Baca Juga : Iran Tanggapi soal Pakta Mekkah oleh Arab Saudi, Turkiye, Pakistan
Enam Tuntutan Iran kepada AS
Dikutip dari Tasnim News Agency, berikut enam syarat yang diajukan Iran sebelum Selat Hormuz dapat dibuka kembali:
- Menghentikan ancaman dan penghinaan terhadap Iran, termasuk tindakan yang dianggap menyinggung kesucian nasional dan agama negara tersebut.
- Mengakhiri secara permanen perang dan agresi terhadap Iran serta kelompok sekutunya di Lebanon, Palestina, Yaman, dan Irak.
- Mengakhiri blokade laut dan menarik pasukan AS dari kawasan sekitar Iran, termasuk kekuatan angkatan laut dan udara.
- Memberikan kompensasi penuh kepada Iran atas kerusakan yang ditimbulkan dalam dua perang yang disebut Teheran sebagai agresi dan perang yang dipaksakan.
- Mencabut seluruh sanksi yang dinilai Iran tidak adil dan ilegal terhadap rakyatnya.
- Membebaskan tanpa syarat aset Iran yang diblokir, yang oleh Teheran disebut telah dicuri.
Zolqadr menyebut keenam poin tersebut sebagai tuntutan rakyat Iran. Ia juga menegaskan bahwa Dewan Keamanan Nasional Tertinggi Iran tidak akan mengubah pendiriannya, baik dalam menghadapi perang maupun dalam proses perundingan.
Pembukaan Selat Hormuz Masih Terganjal Syarat
Pernyataan Iran tersebut membuat peluang pembukaan kembali Selat Hormuz dalam waktu dekat kembali dipertanyakan.
Sebelumnya, Menteri Luar Negeri Iran Abbas Araghchi mengatakan pembahasan mengenai pengaturan selat telah mendekati tahap akhir. Namun, ia menekankan bahwa pembukaan jalur pelayaran tersebut tetap bergantung pada sejumlah persyaratan lain, termasuk kompensasi yang harus diberikan AS kepada Iran.

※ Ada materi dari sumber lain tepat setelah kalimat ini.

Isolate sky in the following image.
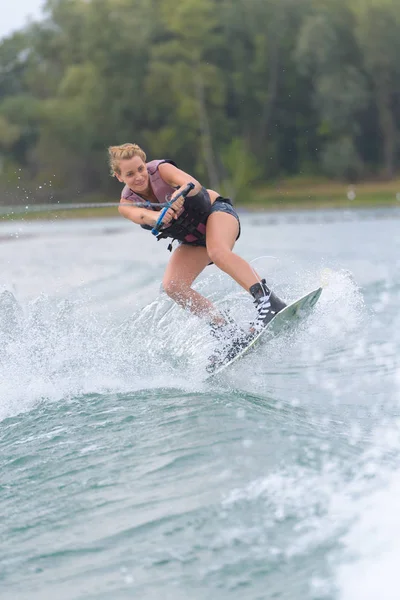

Menurut The Telegraph, tambahan tuntutan tersebut menunjukkan posisi tawar Teheran yang semakin kuat. Iran dinilai melihat peluang untuk mendapatkan konsesi lebih besar dari Presiden AS Donald Trump.
Baca Juga : Netanyahu Tolak Rencana Gaza, Hubungan dengan Trump Memanas
Sebelumnya, nota kesepahaman yang disepakati pada Juni memang telah mencantumkan ketentuan mengenai kompensasi dari AS. Namun, perbedaan penafsiran terhadap isi kesepakatan tersebut masih berpotensi menjadi penghambat.
Trump Pertimbangkan Akhiri Perang Tanpa Kesepakatan Nuklir
Di tengah belum tercapainya kesepakatan mengenai Selat Hormuz, muncul laporan bahwa Trump mulai mempertimbangkan opsi lain untuk mengakhiri konflik dengan Iran.
Trump disebut secara pribadi mempertimbangkan untuk mengakhiri perang tanpa terlebih dahulu mencapai kesepakatan terkait program nuklir Iran.
Pejabat AS yang dikutip The Wall Street Journal mengatakan Trump berpandangan bahwa setelah Selat Hormuz kembali terbuka, Washington dapat memantau aktivitas nuklir Iran dari jarak jauh dan mengambil tindakan jika diperlukan.
Jika opsi tersebut benar-benar ditempuh, kebijakan itu akan menjadi perubahan signifikan dari tujuan utama yang selama ini digunakan Washington sebagai salah satu dasar konflik dengan Teheran.